Couple of nice posts up from Zocalo's session last month on why there are not more women in City Hall. Robin Kramer was the first chief of staff to Mayor Antonio Villaraigosa and had held the same post for Mayor Richard Riordan. She is currently senior advisor to the Annenberg Retreat at Sunnylands. Here's her short Q-A — Zocalo likes to drop in some quirky questions. Excerpt:
Q: When did you last get a traffic ticket?
A: One traffic ticket my whole life. Utah, like 4 in the morning. My husband and I were driving to and from Denver. First, I got a ticket speeding, but it was that time of day. And then an hour later, he did. So, Utah—not one of our favorite places....
Q: What don’t you miss about City Hall?
A: I do not miss getting calls at 3 a.m. that an officer has been shot or that something has gone wrong. I don’t miss the 24/7 nature of it, which was unrelenting. That’s what I don’t miss.
Q: What’s your favorite L.A. restaurant?
A: We like Prado, which is on Larchmont Boulevard. It’s Caribbean, family-oriented, great food, convivial—no screaming—funky. There are many fine restaurants here, but it’s of a type. Great people, too.
KPCC reporter Alice Walton also took some Zocalo questions in the green room at the City Hall women event. Excerpt:
Q: What tweet are you most proud of?
A: The ones that are quirkiest seem to be the best and are the most fun and most enjoyed. Last week I had a tweet about finding a cockroach in the paper towel dispenser at City Hall, and people loved that. People tweeted back their cockroach stories. I even got a call from KTLA wanting to do a story on it. So stuff like that’s pretty good, or any time I can tweet about what a city councilmember is doing during a meeting, that’s pretty funny.
Q: What’s your favorite cliché?
A: Probably that things always work out. It’s such a cliché, and I don’t even know what it means, but I think it’s a helpful thing to keep in mind if you’re frustrated or bothered by something.
Q: Besides women and fewer cockroaches, what does L.A. politics need more of?
A: I think it needs people to be way more engaged.
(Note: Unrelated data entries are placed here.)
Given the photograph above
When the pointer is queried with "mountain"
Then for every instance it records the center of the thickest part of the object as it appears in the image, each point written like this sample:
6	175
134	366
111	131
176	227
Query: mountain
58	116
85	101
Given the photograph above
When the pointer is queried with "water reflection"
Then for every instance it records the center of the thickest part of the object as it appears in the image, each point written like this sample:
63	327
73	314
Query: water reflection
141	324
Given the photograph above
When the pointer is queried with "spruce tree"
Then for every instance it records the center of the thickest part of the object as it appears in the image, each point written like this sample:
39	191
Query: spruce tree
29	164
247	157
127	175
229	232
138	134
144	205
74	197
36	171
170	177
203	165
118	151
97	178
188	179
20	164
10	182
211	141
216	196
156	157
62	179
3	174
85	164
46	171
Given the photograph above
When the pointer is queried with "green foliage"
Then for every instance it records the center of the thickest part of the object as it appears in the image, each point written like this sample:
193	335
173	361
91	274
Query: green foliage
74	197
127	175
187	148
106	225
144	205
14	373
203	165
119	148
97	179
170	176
I don’t think the average Angeleno knows what City Hall should be doing for them, and doesn’t know what to expect of their elected officials.
The dearth-of-women panel also included Mariel Garza, the opinion editor for the Los Angeles News Group, and Linda Griego, who ran for mayor in 1993. Here's a Zocalo write-up of the discussion. Sample:
What we don’t have, said Kramer, is “the machine that galvanizes people to get into politics”—the role that political parties used to play. But this means there’s also an opening: “The moment is ripe for a multiethnic, a multicultural group of women and men—principally led by women—to create a pipeline to nurture and support women to run for office.”
Looking at the most recent mayoral race, Garza asked the panelists if they felt gender was an issue.
Griego said that while the candidates couldn’t say, “Vote for me because I’m a woman,” she didn’t think there was a gender backlash.
But Walton said that when the prospect of Wendy Greuel becoming L.A.’s first female mayor came up on the air and on social media, commenters weren’t very nice. “People would ask, so what?” she said. And missing from the conversation were the benefits of creating a culture of equality and a role model for young women.
Greuel definitely tried to work the first-woman angle hard as her campaign faltered, but she found it just didn't take with enough voters.